Durante muitos anos, o principal objetivo de um projeto de Digital Signage era simples: instalar telas.
A conversa girava em torno de:
- tamanho do display,
- modelo do player,
- tipo de suporte,
- passagem de cabos.
Quando as telas estavam ligadas e exibindo conteúdo, o projeto era considerado um sucesso.
Hoje, isso não é mais suficiente.
O mercado amadureceu. E com ele, as exigências também.
A primeira fase: expansão e experimentação
Houve um momento claro de expansão.
Empresas queriam modernizar ambientes, substituir cartazes, criar impacto visual.
Era a fase da presença: “Precisamos ter telas.”
Muitos projetos nasceram nesse contexto. Alguns prosperaram. Outros ficaram pelo caminho.
O problema não era a tecnologia. Era a ausência de um modelo estratégico por trás dela.
A nova fase: valor, escala e segurança
Agora a pergunta mudou. Não é mais: “Quantas telas vamos instalar?”
É: “O que essas telas geram para o negócio?”
Essa mudança é profunda. E definitiva.
Hoje, três pilares determinam a maturidade de um projeto de Digital Signage.
1. Valor
Valor significa impacto mensurável.
No varejo:
- aumento de conversão,
- ticket médio maior,
- venda cruzada.
Na indústria:
- redução de acidentes,
- melhoria de produtividade,
- clareza operacional.
Na comunicação interna:
- alinhamento estratégico,
- engajamento,
- redução de ruído.
Se a tela não influencia comportamento, decisão ou performance, ela é apenas um monitor ligado na parede.
O mercado passou a exigir ROI, indicadores e justificativa de investimento.
2. Escala
Projetos isolados são fáceis.
Projetos com 50, 100 ou 500 pontos exigem outra arquitetura.
Escala exige:
- padronização,
- governança,
- processos,
- controle centralizado,
- monitoramento,
- automação.
Não pode depender de:
- pendrive,
- intervenção manual,
- conhecimento tácito de alguém específico.
Escala é previsibilidade.
Empresas que crescem precisam que a operação funcione da mesma forma em todas as unidades.
Digital Signage, quando bem estruturado, vira parte dessa engrenagem.
3. Segurança
Esse talvez seja o ponto mais subestimado, e que mais cresce em importância.
As telas hoje estão:
- conectadas à rede corporativa,
- integradas a sistemas,
- operando em cloud,
- espalhadas por múltiplas localidades.
Cada player é um dispositivo conectado.
Sem:
- controle de acesso,
- atualização remota,
- políticas de segurança,
- segmentação de rede,
- logs e auditoria,
o projeto vira uma vulnerabilidade.
Segurança deixou de ser diferencial técnico e passou a ser requisito estratégico.
Nenhum CIO hoje aprova um projeto que não considere isso.
O erro que ainda vemos
Muitas empresas ainda operam com mentalidade da fase anterior.
Instalam as telas.
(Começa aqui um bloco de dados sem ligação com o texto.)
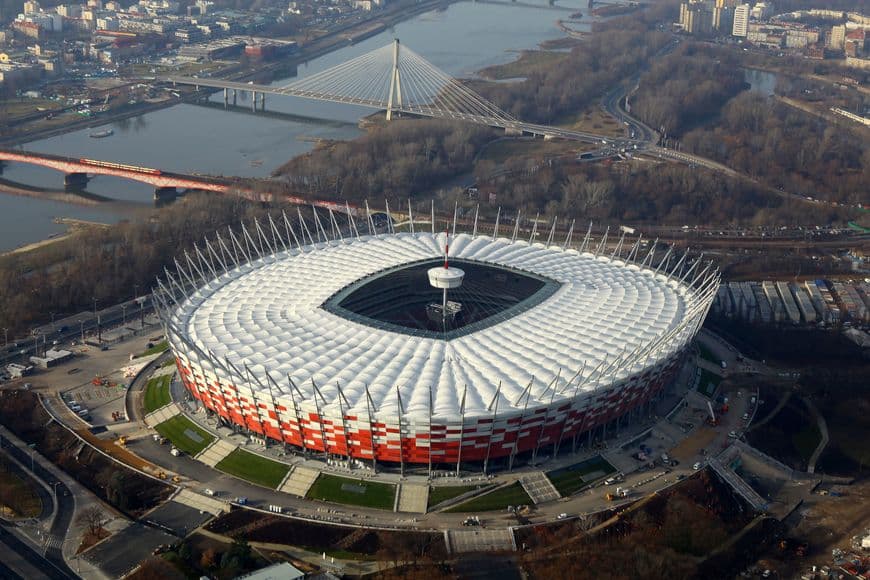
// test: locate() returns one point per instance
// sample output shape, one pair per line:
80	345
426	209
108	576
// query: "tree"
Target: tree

Mas não estruturam:
- modelo operacional,
- indicadores,
- governança,
- política de segurança,
- planejamento de crescimento.
O resultado?
Projetos que começam fortes e perdem relevância com o tempo.
O que diferencia os projetos maduros
Os projetos mais sólidos que acompanho têm características claras:
- Começam pelo objetivo de negócio, não pela tela
- Definem responsáveis e processos
- Integram dados e sistemas
- Medem impacto
- Planejam crescimento desde o início
- Tratam segurança como parte da arquitetura
Eles não veem Digital Signage como mídia.
Veem como infraestrutura estratégica.
A transformação silenciosa
O mercado global já está nessa fase.
Grandes redes de varejo, concessionárias, hospitais, indústrias e ambientes corporativos não perguntam mais “qual TV usar”.
Perguntam:
- Como isso integra com meus dados?
- Como escalo para 200 unidades?
- Como garanto controle e segurança?
- Como provo resultado?
Essa é a diferença entre modernização estética e transformação operacional.
Conclusão
O Digital Signage não deixou de ser visual. Mas deixou de ser apenas visual.
A fase da instalação ficou para trás. Entramos na fase da responsabilidade estratégica.
Empresas que entenderem isso vão extrair valor real das telas.
As que não entenderem continuarão com monitores ligados — e potencial desligado.
Ter telas é simples.
Fazer delas um ativo seguro, escalável e gerador de valor é decisão de gestão.